Haskell98’s section 9.3 specifies with the layout algorithm L with the side-condition parse-error, even admitting that it is difficult to implement. GHC has a bullet point in the chapter on known bugs and infelicities that notes that GHC doesn’t attempt to implement this requirement. Haskell2010 removes the whole algorithm, bringing GHC in complicance.
My question is: how hard is it to adjust the algorithm in Haskell98 to remove this side-condition? What does it mean exactly, that GHC “gobbles up the whole expression”? This algorithm is producing a token stream, so expressions do not exist yet. Does it just mean that the case is removed, so any input matching it will instead match the next one, which is L (t:ts) ms = t : (L ts ms)?
Are there any known problems with L as written in Haskell98? I am asking because it was removed in Haskell2010. But I suppose it could also have been removed because someone thought that a standard should contain only prose?
Not-serious answer: No one will go back and edit the Haskell98 document, so it is impossibly hard. But OK we can talk about a future version…
Hopeful answer: Since what GHC does is actually simpler, it should also be simpler for an updated standard to adopt that.
Cynical answer: People have generally given up updating the standard since 10 years ago. Also, in the case of Haskell2010 removing L, I have no evidence but I guess that it not because of preferring prose, but rather just not knowing what to formalize instead.
I don’t think this is correct. GHC certainly implements L as specified in Haskell2010, including the dreadful parse-error test. The corresponding section simply moved to 10.3: 10 Syntax Reference
I say “dreadful”, but it is not really that dreadful in error-free programs, because it simply does The Right Thing.
However, last fall I found that the layout rule causes severe trouble for resuming parsing after a syntax error and producing a partial syntax tree: #25322: Haskell 2010's layout rule reacts poorly to parse errors · Issues · Glasgow Haskell Compiler / GHC · GitLab, so that’s why it’s dreadful.
I spent some time trying to find a formulation that doesn’t need to interleave parsing with layouting. That is, I literally tried to implement L as a standalone pass (here) and was hoping that we could do The Right Thing based on a static analysis of the grammar involved (idea based on Conor McBride’s layDKillaz). I soon discovered that this doomed unless you maintain the full LALR automaton, for programs such as
baz :: Int -> [Int]
baz a = [case a of _ | even a, a > 100 -> 0, 42]
baz :: Int -> [Int]
baz a = [case a of {_ | even a, a > 100 -> 0}, 42]

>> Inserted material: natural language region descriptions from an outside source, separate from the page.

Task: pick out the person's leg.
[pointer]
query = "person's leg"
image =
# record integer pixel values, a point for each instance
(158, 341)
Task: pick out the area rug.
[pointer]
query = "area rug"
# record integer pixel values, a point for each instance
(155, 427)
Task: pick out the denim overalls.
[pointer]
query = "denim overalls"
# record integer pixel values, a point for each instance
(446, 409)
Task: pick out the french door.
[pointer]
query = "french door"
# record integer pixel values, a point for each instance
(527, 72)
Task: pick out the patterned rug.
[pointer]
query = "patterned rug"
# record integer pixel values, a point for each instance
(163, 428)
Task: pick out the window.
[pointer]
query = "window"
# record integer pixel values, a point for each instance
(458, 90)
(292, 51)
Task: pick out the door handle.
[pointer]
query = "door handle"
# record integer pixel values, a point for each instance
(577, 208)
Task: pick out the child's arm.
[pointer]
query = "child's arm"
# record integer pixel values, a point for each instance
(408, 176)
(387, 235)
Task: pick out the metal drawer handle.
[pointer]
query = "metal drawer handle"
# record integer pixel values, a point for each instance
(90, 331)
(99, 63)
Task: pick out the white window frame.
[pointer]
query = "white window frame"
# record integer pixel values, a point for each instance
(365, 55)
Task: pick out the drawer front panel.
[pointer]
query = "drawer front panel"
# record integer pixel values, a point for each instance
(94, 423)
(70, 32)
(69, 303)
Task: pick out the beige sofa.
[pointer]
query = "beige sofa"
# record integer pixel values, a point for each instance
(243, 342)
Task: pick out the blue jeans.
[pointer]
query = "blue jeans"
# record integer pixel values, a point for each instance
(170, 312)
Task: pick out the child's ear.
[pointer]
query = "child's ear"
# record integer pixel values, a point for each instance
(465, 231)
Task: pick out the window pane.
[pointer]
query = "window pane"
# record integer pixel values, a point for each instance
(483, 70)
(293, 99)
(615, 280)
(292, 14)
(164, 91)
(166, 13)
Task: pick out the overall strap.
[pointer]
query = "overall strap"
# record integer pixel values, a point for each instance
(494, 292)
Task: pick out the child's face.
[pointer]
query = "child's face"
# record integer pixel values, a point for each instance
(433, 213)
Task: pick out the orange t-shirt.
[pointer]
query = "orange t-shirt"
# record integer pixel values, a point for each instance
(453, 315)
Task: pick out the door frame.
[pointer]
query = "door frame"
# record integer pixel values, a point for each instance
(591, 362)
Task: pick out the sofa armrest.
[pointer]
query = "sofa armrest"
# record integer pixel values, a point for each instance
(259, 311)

The problem is: How can a standalone pass insert } before the second comma, but not before the first?
I don’t think it would be wise to force breaking changes on the whole ecosystem, so any layout algorithm that is supposed to supersede the current one by default must get this right.
I suppose one could say “well, if you want to stick to the old layout algorithm, then you won’t see multiple parse errors.” I think that is a reasonable position to take, but presumably we should first ship !13145 and let people judge how useful that is.